第21話 ちっちゃい広井君を机の中で飼いたい
広井君とはお友達だ。
少なくとも私はそう思っている。
ただ、広井君の中での私はどこかアイドルチックに祀られているような……ただ遠くから眺めるだけの存在でしかないように思えた。
私はアイドルみたいに可愛くないし、どんくさいだけの女の子。
広井君が考えているような高嶺の存在ではないことにはさすがに気づいてほしいのだけど……
「(今日もミキティの隣に座れる幸福を噛みしめよう。ああ、もうずっとここに居たい。ここに住みたい。いやミキティの机の中に住みたい。机の中に引っ越しして一生ミキティを眺めるだけの存在になりたい。机の中にミキティの写真を飾りたい。でも写真持ってないんだよな。ミキティ、ブロマイド販売しないかな? 俺が買い占めるから)」
私のどんくささに気づくどころか、以前にも増して高尚な存在にされてしまっている気がする。机の中に住みたいとか言い始めるし。

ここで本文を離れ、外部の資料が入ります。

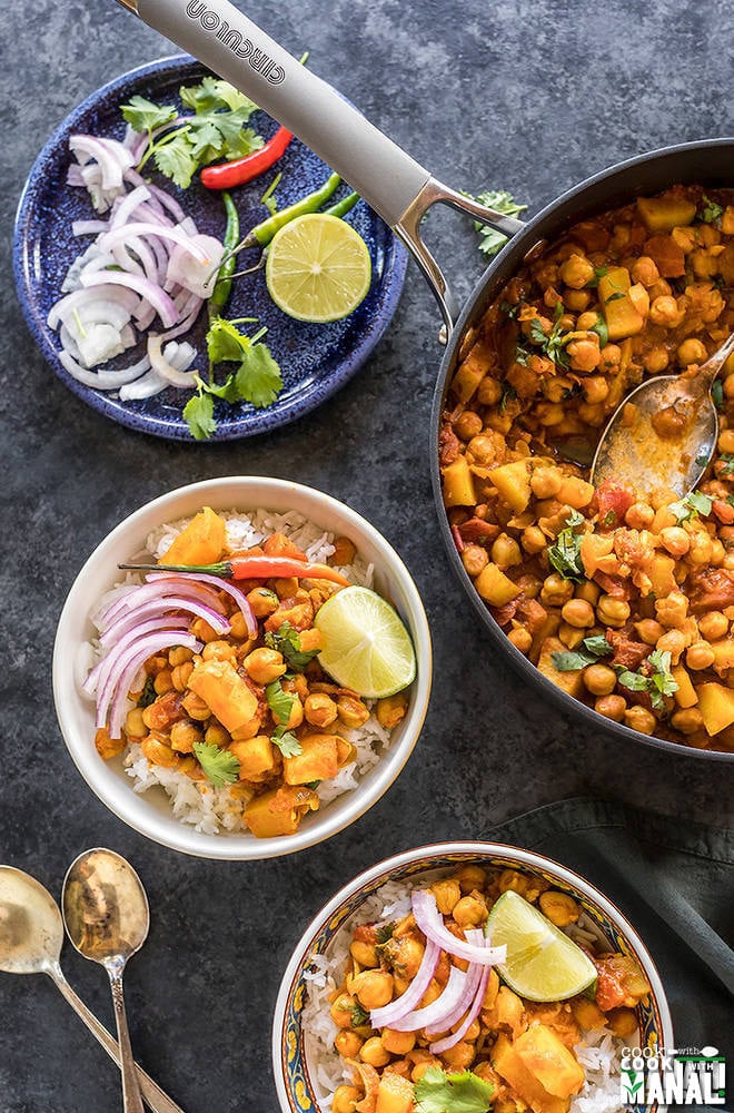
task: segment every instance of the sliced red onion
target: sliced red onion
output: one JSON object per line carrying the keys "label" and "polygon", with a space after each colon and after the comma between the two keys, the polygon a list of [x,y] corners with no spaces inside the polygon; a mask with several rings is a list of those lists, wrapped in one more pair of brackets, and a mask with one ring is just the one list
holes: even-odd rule
{"label": "sliced red onion", "polygon": [[[117,653],[107,683],[97,695],[97,728],[105,726],[107,711],[115,693],[122,689],[123,697],[127,698],[129,687],[140,666],[149,657],[152,657],[153,653],[160,653],[163,649],[170,649],[171,646],[184,646],[186,649],[198,652],[201,644],[194,634],[180,630],[161,630],[160,633],[146,634],[135,646],[128,646],[121,653]],[[112,725],[110,723],[110,738],[119,737],[119,731],[116,735],[112,733]]]}
{"label": "sliced red onion", "polygon": [[170,328],[178,322],[178,309],[172,299],[160,286],[147,278],[130,275],[123,270],[105,270],[95,274],[82,272],[80,278],[82,286],[102,286],[106,283],[111,283],[135,290],[156,309],[166,328]]}
{"label": "sliced red onion", "polygon": [[[489,966],[485,966],[484,969],[482,971],[479,985],[476,989],[472,1007],[469,1008],[468,1013],[464,1017],[463,1023],[456,1030],[456,1032],[452,1032],[450,1035],[445,1036],[443,1040],[437,1040],[435,1043],[428,1044],[428,1051],[432,1053],[432,1055],[440,1055],[442,1052],[448,1051],[449,1047],[455,1047],[457,1043],[462,1042],[462,1040],[469,1031],[477,1016],[479,1015],[479,1011],[482,1008],[482,1002],[484,1001],[484,995],[487,992],[487,982],[489,981],[490,973],[492,971]],[[448,1024],[448,1027],[452,1027],[454,1024],[456,1024],[456,1021],[452,1021]]]}
{"label": "sliced red onion", "polygon": [[388,1027],[395,1028],[396,1032],[418,1032],[419,1028],[445,1031],[445,1018],[454,1012],[459,1001],[464,999],[467,979],[468,974],[460,971],[458,966],[452,966],[448,982],[444,986],[444,992],[440,996],[432,1001],[429,1005],[424,1005],[423,1008],[414,1008],[410,1013],[406,1013],[405,1016],[399,1017],[399,1020],[393,1021]]}
{"label": "sliced red onion", "polygon": [[407,1016],[415,1008],[430,985],[439,958],[440,947],[429,939],[416,976],[405,993],[396,997],[395,1001],[390,1001],[389,1004],[370,1011],[369,1023],[374,1028],[394,1028],[404,1016]]}
{"label": "sliced red onion", "polygon": [[432,939],[449,955],[457,958],[466,958],[469,963],[479,963],[482,966],[496,966],[504,963],[507,957],[507,947],[486,947],[466,943],[457,939],[455,935],[444,926],[442,914],[436,906],[436,897],[430,889],[415,889],[411,897],[413,915],[416,924],[427,939]]}
{"label": "sliced red onion", "polygon": [[[146,580],[157,580],[163,578],[176,579],[177,577],[177,572],[150,572],[146,577]],[[202,583],[212,584],[212,587],[218,588],[219,591],[225,591],[230,599],[234,599],[240,609],[242,618],[245,619],[248,634],[250,638],[257,638],[257,619],[255,618],[255,611],[250,607],[249,600],[241,588],[235,587],[235,584],[230,583],[229,580],[224,580],[218,575],[209,575],[206,572],[192,572],[191,577],[196,577],[196,579],[200,580]],[[191,577],[187,575],[187,581],[191,579]]]}

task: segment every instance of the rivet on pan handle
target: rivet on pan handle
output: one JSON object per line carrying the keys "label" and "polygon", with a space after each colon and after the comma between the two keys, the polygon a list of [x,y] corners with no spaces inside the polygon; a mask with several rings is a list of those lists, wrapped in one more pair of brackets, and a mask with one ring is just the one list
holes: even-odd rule
{"label": "rivet on pan handle", "polygon": [[118,0],[205,66],[246,92],[348,181],[409,248],[454,327],[456,302],[420,238],[423,216],[437,201],[462,209],[508,236],[523,224],[469,200],[376,128],[339,93],[301,66],[228,0]]}

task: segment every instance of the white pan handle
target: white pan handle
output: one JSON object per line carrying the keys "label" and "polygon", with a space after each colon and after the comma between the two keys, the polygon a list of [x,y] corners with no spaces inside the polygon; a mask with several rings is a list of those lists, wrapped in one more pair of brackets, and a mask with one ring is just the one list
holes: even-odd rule
{"label": "white pan handle", "polygon": [[348,181],[411,250],[450,331],[456,305],[419,235],[426,209],[446,201],[508,236],[523,227],[519,220],[477,206],[432,178],[425,167],[228,0],[119,2],[246,92]]}

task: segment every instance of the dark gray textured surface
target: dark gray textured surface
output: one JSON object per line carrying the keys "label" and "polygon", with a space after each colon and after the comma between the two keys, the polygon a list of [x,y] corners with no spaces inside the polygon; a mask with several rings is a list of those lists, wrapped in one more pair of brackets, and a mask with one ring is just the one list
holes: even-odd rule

「(でもミニチュア広井君を机の中で飼うのは有りかも——)」
広井君につられて変なことを考え始めた馬鹿な頭をブンブン振り回す。
「(な、なななな、何を考えているの私!? 馬鹿じゃないの!?)」
男の子を机の中で飼うなんてまともな思考じゃない。
一瞬でもそんなことを考えてしまった自分が信じられなかった。
「(そ、そうじゃなくて、私と広井君はまだまだ友達力が足りてないって話だよ!)」
一緒にクラス委員になって、一緒にカラオケにも行った。一緒に声優イベントに行く約束もした。
それなのにこの距離感はなんだろう。
「(もっともっと仲良しになりたいな)」
その為にまず何をすべきなのか。
私の中で一つの答えはすでに存在していた。
「(チャットアプリ……)」
以前席子ちゃんとIDを交換したチャットアプリ。
一瞬だけ広井君と同じグループに入れてもらったこともあった。私が秒で抜けちゃったけど。
そのせいで私は広井君のアプリIDを知らない。
IDを共有すればチャットで交流できるし、それに写真も送り合える。
「(広井君、私の写真欲しがってたし、私も広井君の写真が欲し——)」
ガンガンガンガン!!
煩悩に侵食されたこの馬鹿な頭を再び机に打ち付けまくる。
違うの! そういう変態的な意味で広井君のアプリIDを知りたいわけじゃないの!
わ、私は純粋に広井君と仲良くなりたいだけなんだから!!
「信じて席子ちゃん!」
「急に話を振られても意味わからんわ!!」
こうして私の当面の目標は決まった。
広井君のチャットアプリのIDを手に入れることである。